Father Joe: The Man Who Saved My Soul
- Author: Tony Hendra
- Language: English
- Genre: Memoir
- Publisher: Random House
- Publication date: May 18, 2004
- Publication place: United States
- Pages: 304
- ISBN: 1-4000-6184-9

= Father Joe =

Memoir by Tony Hendra

Father Joe: The Man Who Saved My Soul (2004) is a memoir written by Tony Hendra, an English humorist and satirist. It was on the New York Times Best Seller list for many weeks.

== Plot summary ==

When Hendra was 14, he had an affair with a married woman. When her husband, a devout Catholic, discovered them in each other's arms, he took Hendra on a trip to Quarr Abbey, a monastery on the Isle of Wight off the coast of England. Hendra, expecting to be disciplined, was surprised when a "cartoonish" monk, Father Joseph Warrilow, instead treated him kindly. Hendra fell in love with Quarr and decided to become a monk.
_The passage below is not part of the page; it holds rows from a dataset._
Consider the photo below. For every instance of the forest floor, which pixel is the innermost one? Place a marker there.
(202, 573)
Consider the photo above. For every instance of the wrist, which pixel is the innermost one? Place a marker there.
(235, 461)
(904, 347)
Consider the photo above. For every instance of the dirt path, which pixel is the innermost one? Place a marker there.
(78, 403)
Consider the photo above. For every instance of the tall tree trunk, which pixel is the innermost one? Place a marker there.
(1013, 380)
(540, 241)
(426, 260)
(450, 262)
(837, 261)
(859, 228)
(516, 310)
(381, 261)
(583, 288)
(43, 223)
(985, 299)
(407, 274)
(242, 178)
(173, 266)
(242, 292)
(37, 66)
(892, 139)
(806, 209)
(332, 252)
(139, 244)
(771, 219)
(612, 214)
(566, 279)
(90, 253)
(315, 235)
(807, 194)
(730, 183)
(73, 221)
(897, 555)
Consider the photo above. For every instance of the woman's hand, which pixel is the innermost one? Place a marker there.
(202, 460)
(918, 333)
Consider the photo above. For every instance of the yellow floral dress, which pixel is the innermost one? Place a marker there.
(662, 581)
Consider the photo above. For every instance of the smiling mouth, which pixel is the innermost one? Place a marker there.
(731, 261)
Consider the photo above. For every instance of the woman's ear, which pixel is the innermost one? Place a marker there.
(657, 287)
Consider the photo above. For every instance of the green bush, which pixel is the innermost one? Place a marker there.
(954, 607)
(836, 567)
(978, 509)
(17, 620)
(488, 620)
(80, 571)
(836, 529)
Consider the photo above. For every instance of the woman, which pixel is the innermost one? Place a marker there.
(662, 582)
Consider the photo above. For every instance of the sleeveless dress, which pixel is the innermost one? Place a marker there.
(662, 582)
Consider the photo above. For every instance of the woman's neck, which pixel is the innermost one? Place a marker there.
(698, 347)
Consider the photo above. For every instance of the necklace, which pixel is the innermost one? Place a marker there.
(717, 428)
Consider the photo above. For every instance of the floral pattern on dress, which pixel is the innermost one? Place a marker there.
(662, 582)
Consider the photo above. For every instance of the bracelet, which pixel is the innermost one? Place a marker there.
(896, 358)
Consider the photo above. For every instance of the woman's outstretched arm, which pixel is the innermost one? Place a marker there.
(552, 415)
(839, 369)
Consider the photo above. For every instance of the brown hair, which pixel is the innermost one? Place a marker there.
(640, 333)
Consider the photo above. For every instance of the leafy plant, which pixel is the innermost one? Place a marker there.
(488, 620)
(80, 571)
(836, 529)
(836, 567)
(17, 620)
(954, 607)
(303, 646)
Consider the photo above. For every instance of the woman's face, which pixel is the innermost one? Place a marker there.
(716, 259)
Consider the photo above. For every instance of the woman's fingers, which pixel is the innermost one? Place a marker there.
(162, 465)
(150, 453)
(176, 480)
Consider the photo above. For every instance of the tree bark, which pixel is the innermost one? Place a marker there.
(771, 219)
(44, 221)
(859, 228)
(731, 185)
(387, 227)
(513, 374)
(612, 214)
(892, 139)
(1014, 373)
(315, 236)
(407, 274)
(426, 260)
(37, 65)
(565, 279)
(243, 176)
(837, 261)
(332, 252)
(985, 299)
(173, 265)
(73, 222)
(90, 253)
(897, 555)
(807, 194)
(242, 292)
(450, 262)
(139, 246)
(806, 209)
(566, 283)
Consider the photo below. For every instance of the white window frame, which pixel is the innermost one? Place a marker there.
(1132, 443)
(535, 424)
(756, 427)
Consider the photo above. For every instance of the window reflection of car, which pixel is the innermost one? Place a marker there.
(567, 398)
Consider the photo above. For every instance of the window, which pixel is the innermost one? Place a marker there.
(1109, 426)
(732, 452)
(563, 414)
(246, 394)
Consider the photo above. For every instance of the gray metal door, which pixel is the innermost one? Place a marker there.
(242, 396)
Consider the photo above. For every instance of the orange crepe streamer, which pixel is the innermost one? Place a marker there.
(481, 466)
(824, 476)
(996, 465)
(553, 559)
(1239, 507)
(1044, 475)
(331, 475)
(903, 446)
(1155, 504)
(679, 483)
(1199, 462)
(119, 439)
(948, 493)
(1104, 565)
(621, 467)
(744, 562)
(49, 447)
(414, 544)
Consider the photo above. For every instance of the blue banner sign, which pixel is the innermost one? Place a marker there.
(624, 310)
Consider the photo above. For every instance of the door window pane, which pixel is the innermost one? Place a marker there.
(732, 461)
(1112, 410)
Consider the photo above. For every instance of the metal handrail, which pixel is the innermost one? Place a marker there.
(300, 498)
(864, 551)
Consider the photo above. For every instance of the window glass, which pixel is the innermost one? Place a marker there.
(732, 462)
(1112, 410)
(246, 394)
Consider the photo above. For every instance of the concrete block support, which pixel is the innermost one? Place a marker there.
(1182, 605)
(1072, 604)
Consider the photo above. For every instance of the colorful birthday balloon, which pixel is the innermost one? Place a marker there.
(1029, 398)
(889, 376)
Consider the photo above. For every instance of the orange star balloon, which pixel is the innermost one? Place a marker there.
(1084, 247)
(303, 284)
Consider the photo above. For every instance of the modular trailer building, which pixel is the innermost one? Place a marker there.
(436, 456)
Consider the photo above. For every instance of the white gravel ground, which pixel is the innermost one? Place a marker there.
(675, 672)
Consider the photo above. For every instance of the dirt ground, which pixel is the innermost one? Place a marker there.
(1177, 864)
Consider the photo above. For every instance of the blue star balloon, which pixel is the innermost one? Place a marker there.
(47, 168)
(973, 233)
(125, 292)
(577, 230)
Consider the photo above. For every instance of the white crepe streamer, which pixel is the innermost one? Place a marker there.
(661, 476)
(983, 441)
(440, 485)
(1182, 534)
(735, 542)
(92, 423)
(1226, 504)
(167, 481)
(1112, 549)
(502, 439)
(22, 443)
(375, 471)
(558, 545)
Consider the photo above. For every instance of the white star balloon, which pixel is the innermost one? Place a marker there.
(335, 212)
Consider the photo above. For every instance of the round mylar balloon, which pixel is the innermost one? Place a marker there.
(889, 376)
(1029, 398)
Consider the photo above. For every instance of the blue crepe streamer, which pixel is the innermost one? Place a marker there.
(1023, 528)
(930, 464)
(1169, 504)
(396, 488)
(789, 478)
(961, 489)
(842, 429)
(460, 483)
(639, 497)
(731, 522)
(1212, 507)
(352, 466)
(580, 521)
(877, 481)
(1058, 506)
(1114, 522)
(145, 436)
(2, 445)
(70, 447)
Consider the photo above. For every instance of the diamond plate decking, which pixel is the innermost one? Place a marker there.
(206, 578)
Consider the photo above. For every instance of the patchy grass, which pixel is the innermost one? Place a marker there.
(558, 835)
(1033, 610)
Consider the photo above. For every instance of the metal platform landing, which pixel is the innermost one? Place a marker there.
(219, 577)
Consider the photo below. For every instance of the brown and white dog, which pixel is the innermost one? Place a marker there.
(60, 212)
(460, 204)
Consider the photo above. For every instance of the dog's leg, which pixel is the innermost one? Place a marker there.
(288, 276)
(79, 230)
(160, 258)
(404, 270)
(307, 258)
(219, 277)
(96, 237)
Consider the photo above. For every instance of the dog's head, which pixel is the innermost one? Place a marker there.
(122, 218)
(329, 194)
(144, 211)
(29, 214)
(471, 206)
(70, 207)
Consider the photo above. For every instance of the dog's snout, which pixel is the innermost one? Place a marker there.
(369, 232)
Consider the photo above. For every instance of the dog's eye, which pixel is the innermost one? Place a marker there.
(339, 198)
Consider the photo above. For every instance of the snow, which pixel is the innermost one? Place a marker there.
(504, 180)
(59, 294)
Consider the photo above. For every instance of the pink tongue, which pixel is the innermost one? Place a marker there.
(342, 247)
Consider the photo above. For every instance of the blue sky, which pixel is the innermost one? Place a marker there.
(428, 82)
When Hendra reached the age of eighteen and could legally begin his time at Quarr, Father Joe found out that Hendra had received a scholarship to Cambridge University, and he urged Hendra to first attend college and obtain a degree before he could be admitted to the monastery.

While at Cambridge, Hendra attended a theatrical revue called Beyond the Fringe. The brilliant performance by Peter Cook, Dudley Moore, Alan Bennett, and Jonathan Miller had such an impact on him that his life set off on a totally different course. In his words, "I went into that theater a monk. I came out a satirist. Save the world through prayer? I don't think so. I'm going to save it through laughter." In spite of his decision not to become a monk, he continued to visit Father Joe for more than 40 years, until Father Joe's death on April 27, 1998.